AFTER 10 years, the protracted investigation into the disappearance and murder of Sunshine Coast teenager Daniel Morcombe has come to a close.

When information surfaced that the man found guilty of the crimes, Brett Peter Cowan, had previously served jail time for child sex offences, the attention of the community quickly turned to the justice system and its perceived failings in protecting the community from a known repeat sex offender.

Calls quickly resurfaced for longer sentences for dangerous sex offenders, as well as the release of a national sex offender registry.
Child protection advocate Bravehearts has confirmed its position that the first response should always be the continued detention of dangerous sex offenders.

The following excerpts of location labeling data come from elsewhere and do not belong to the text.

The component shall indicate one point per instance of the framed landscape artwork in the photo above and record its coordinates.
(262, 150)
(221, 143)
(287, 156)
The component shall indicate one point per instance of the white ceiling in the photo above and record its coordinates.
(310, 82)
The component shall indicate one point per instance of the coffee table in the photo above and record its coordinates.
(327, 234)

However, dismayed by a perceived lack of will on behalf of the courts to continually detain offenders, Bravehearts CEO and founder Hetty Johston has now announced a limited sex offender register may be necessary for community safety.

While the organisation doesn’t advocate for broad community notification of paedophiles, Johnston says the community needs to be given a ‘fighting chance’.

“It is our position that dangerous sex offenders should not be released back in to the community until such time as they are assessed as low risk and that that risk can be managed,” says Johnston.

“We have dangerous prisoners (sexual offenders) legislation across the nation in place now that can achieve this.

“Bravehearts now advocates the duplication nationally of the Western Australian legalisation which provides for the public disclosure of limited information relating to released, adult, repeat child sex offenders, specifically the publication of name, up-to-date photograph, date of birth, and date of release," Johnston says.

"While the public disclosure of sex offender’s information presents as an appealing kneejerk response to the risk released offenders pose to the community, Bravehearts does not support widespread community notification of paedophiles.” 

Based on the problematic experience of ‘Megan’s Law’ in the US, Bravehearts is calling for registration legislation to only allow for restricted notification.

The main arguments against establishing a public register include inadvertently revealing the name of the victim; branding innocent members of the offender’s family; victimisation of innocent individuals whose name or appearance could be  confused with those of an offender; community anger or lawlessness; released paedophiles becoming likely to register; and registered paedophiles becoming more likely to ‘disappear’.